The decision to commercialize parts of the platform was based in part on cost, Miller said. Iobio works by sampling sections of sequence rather that uploading entire files to the system. "So we only analyze the exact data that we need to answer the specific question," he explained. However, some users want to explore that selected subsection of data in the context of the larger genome, but the costs of the compute resources that would be needed to support such analysis would be prohibitive for an academic institution. By making some apps commercial, the company will be able to expand the range of features and support that it can offer to clients, he said.
Another reason for commercializing was to cater to clients that prefer to run private iterations of the Iobio platform on their own infrastructure but would rather pay someone to manage, maintain, and update the platform as needed, Ward noted.

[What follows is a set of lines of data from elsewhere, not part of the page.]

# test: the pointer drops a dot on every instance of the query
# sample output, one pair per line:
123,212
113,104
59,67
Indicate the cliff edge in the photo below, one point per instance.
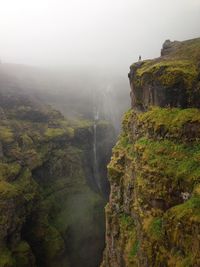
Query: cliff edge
153,215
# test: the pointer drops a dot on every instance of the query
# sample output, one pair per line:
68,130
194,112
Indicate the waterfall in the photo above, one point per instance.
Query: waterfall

That's a responsibility that Frameshift would take on, he said.
The company is choosing to maintain the app model used by the open-source Iobio platform because it believes that by focusing on specific questions, "we can create simpler, more intuitive user interfaces and craft custom visualizations that better suit not only the type of data generated but also the specific answers the user may be after," Miller told GenomeWeb. But it does have plans in place to integrate apps in some fashion to provide a more seamless analysis experience. So, for example, a clinical researcher could use the Multibam.iobio web application to obtain project- or study-level quality assurance or control metrics for their sequence data and then link to Bam.iobio to get sample-level quality assurance metrics, Miller explained. Furthermore, all the apps will eventually "make use of a single login and data management infrastructure that will provide authentication [or] authorization and data access across all our web apps," he said.

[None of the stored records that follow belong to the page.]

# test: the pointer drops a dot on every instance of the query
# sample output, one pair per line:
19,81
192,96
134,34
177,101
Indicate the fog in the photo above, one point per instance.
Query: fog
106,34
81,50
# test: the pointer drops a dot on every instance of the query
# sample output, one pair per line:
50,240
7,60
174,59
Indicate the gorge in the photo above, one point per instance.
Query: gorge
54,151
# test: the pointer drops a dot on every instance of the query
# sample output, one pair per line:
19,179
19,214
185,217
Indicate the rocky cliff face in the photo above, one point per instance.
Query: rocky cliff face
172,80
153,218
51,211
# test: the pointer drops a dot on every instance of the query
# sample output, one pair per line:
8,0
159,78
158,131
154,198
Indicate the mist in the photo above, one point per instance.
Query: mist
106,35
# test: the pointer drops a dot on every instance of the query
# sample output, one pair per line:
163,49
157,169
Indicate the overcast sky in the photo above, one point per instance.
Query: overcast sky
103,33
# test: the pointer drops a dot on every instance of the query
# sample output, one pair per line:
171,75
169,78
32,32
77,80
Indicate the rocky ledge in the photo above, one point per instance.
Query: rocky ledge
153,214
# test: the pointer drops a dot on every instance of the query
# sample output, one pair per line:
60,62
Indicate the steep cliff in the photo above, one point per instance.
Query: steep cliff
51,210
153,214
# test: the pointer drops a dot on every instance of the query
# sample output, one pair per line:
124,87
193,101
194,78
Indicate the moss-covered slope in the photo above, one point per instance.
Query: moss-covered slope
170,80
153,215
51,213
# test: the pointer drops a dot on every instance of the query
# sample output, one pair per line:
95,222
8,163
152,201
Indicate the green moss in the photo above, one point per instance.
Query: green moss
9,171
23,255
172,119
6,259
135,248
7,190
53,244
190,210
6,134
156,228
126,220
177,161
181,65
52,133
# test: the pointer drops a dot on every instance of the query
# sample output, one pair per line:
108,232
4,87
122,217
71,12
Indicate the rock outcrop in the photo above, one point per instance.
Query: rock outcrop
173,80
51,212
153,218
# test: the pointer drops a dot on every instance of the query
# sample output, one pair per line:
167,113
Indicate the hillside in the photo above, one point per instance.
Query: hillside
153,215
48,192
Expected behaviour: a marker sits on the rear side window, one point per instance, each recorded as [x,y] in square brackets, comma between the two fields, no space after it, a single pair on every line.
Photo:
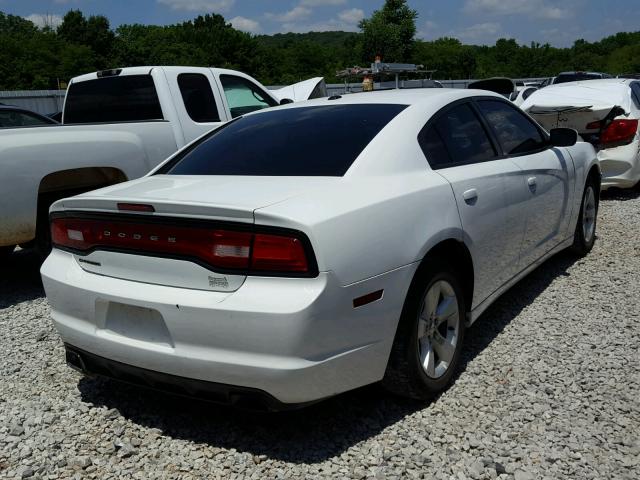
[635,93]
[434,148]
[198,97]
[244,96]
[307,141]
[527,93]
[463,136]
[126,98]
[516,133]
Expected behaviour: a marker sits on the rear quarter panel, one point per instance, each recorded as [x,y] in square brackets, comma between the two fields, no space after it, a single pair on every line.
[360,229]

Frameshift sees opportunities to collaborate with other players in the market, such as Illumina's BaseSpace. "We believe the Iobio tools are complementary to those available on BaseSpace, providing functionality that is not otherwise available," Miller said. In fact, the company is currently working with BaseSpace developers to add Bam.iobio, Vcf.iobio, and Gene.iobio to the Illumina app store. The move would allow existing BaseSpace customers who already have their data stored on the cloud to analyze the data with the Iobio tools. Also, "all the data access and authentication steps are handled and we can concentrate on providing effective quality control and analysis tools," Miller said.
Frameshift currently has three employees but there are several additional people working on the open-source Iobio platform, which is helping to push commercial development efforts forward. The company also plans to continue offering free versions of Iobio apps. In fact, it might not create commercial versions of some apps. Miller told GenomeWeb that Bam.iobio and Vcf.iobio will likely always be available for free. Meanwhile, Frameshift is currently seeking additional grant funding for Gene.iobio and other applications that it will develop later on. Future apps could focus on analyzing somatic mutations in tumors, Ward said. "One of our biggest problems is not what things we should be tackling next [but] how much time we have," he said.